I think we have to try. Many Gluster use cases are about cost, capacity, or aggregate throughput than latency, so they'll still align more with disk than flash. At the same time, at the scale necessary to achieve those kinds of capacity/throughput goals, sharing resources between users becomes pretty important. Nobody wants to have two million-dollar clusters each idle half the time, which a single cluster with the right software could substitute for both. I can assure you that we need to have this within Facebook, and I don't think we're anywhere near alone.
If fsyncs are taking four or five minutes, I would contend that either we or the local filesystem are not doing a very good job of resolving the impedance mismatch between client demand and back-end speed. This is essentially the same problem in storage as bufferbloat in networking. It's an interesting problem in its own right, but since it can affect even a single client/user/tenant perhaps it's orthogonal to the issue of ensuring fairness among many. Perhaps it should be a separate issue?
Is it a reasonable approach to QoS (for volumes but not tenants) by using cgroups(blkio) to limit iops of glusterfsd process? Dose a brick server have just one process (glusterfsd) to read/write disk?
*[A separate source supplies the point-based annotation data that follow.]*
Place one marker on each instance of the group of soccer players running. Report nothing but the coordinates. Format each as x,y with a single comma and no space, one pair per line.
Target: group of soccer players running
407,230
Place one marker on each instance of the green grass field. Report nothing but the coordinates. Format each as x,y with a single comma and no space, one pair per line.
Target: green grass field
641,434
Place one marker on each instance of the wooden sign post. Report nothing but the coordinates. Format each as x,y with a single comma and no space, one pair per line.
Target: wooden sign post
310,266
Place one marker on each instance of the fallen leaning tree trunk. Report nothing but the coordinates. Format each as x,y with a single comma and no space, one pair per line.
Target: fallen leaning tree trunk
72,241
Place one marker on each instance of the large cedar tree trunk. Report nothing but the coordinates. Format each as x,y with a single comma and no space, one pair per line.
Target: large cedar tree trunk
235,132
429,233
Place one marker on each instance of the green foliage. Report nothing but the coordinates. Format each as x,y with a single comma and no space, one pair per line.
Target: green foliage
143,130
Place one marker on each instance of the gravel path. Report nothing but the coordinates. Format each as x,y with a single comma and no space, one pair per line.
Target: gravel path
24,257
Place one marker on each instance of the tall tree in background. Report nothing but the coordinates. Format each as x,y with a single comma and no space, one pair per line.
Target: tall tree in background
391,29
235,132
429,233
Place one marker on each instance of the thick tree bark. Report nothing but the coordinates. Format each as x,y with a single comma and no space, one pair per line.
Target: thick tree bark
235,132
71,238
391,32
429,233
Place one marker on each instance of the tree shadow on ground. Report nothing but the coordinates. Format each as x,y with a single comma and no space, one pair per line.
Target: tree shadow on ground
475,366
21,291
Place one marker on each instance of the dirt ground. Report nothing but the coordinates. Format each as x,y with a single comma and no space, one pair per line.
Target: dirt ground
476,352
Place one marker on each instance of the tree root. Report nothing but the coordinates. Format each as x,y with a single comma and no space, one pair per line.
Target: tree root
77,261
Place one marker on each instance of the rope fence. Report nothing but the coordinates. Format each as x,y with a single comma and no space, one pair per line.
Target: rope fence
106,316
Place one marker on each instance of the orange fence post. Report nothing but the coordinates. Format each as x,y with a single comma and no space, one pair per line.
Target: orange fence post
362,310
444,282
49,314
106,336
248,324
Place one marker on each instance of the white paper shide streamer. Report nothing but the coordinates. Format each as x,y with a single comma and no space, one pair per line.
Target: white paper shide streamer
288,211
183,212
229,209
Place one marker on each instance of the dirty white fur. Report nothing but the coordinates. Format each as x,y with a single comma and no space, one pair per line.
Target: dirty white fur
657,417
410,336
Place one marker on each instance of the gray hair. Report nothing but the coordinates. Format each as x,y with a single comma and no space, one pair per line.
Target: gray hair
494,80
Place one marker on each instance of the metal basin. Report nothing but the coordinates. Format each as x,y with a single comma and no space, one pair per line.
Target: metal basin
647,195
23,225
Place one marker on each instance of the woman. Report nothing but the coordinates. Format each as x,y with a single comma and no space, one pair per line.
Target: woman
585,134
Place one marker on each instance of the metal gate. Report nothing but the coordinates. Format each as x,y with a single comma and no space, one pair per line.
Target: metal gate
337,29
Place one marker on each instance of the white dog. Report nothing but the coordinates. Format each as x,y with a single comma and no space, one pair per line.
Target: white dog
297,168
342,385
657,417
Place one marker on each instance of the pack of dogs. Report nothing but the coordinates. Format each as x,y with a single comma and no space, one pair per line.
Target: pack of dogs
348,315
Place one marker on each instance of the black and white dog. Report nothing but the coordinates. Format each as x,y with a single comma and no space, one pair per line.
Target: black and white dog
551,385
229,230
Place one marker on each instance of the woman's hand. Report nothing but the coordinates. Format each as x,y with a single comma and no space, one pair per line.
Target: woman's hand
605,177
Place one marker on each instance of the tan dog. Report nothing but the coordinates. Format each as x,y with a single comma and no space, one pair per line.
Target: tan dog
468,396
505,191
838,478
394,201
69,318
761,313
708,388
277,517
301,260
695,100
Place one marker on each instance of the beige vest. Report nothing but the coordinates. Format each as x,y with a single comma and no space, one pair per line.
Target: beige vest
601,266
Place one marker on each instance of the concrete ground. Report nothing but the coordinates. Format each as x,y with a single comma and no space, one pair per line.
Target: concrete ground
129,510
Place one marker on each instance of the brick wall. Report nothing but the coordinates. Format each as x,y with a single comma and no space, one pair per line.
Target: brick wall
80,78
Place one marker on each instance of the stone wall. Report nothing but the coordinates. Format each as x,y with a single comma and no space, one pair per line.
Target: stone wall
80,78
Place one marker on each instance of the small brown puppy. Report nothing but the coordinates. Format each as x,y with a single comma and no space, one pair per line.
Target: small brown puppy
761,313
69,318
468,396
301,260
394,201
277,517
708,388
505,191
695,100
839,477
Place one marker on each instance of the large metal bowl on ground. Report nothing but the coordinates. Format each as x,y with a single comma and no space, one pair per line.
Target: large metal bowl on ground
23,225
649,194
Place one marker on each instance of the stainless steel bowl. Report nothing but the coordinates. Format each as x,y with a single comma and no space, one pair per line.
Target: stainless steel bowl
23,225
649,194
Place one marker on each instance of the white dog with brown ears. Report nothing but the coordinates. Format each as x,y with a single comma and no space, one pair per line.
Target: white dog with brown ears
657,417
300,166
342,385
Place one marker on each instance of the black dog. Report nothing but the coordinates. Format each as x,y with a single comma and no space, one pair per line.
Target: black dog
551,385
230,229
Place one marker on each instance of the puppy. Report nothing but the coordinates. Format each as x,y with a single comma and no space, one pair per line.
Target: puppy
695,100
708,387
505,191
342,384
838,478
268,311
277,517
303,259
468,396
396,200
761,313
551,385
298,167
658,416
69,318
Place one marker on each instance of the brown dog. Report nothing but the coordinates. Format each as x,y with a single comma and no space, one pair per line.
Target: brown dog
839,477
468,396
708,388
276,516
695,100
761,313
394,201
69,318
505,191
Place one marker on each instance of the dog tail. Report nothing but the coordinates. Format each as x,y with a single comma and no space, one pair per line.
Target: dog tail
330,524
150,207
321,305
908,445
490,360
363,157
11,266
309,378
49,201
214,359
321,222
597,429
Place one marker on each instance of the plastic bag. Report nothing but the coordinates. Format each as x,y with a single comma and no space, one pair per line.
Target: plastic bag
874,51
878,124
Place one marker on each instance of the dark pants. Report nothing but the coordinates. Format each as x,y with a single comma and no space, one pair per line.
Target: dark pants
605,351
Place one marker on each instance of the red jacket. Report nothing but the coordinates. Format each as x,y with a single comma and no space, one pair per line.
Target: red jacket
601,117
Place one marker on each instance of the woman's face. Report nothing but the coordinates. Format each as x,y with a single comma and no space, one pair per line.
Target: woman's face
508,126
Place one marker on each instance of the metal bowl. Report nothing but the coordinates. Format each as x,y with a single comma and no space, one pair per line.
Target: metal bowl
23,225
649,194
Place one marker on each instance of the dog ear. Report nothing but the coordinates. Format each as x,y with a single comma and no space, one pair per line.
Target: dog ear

Thank you for your contributions. Noticed that this issue is not having any activity in last ~6 months! We are marking this issue as stale because it has not had recent activity. It will be closed in 2 weeks if no one responds with a comment here.
Closing this issue as there was no update since my last update on issue. If this is an issue which is still valid, feel free to open it.
In any case where a brick daemon is serving requests from multiple tenants, whether it's traditional users with separate top-level directories in a single volume or hyperconverged workloads with brick multiplexing, the "noisy neighbor" problem needs to be addressed. Some efforts have already been made in this area.
https://review.gluster.org/#/c/14904/ avoids the worst kinds of starvation at a connection level.
Facebook has implemented various patches to throttle "misbehaving" hosts based on observed IOPS rates and manually configured limits, by dropping their request priority in io-threads.
Others have implemented partial solutions for DHT rebalance, bitrot, etc.
An ideal solution would recognize tenants across connections and access protocols, based on a flexible combination of UID (for internal operations such as self-heal and rebalance), brick, top-level directory, or explicit tag. It would also allow for assigning different weights and corresponding shares of total I/O for different tenants, instead of equal sharing. Lastly, approaches based on absolute IOPS numbers are undesirable, as a brick's IOPS rate tends to vary according to workload even when hardware remains constant. This often leads to under-utilization (if limits are set too low) or loss of throttling effectiveness (if limits are set too high).
To this end, work is already ongoing at Facebook to implement a tenant/namespace tagging translator (this is almost done) and mechanisms within io-threads to use these tags for throttling. The current approach is functionally equivalent to Weighted Fair Queuing, though the algorithm used to implement it is quite different.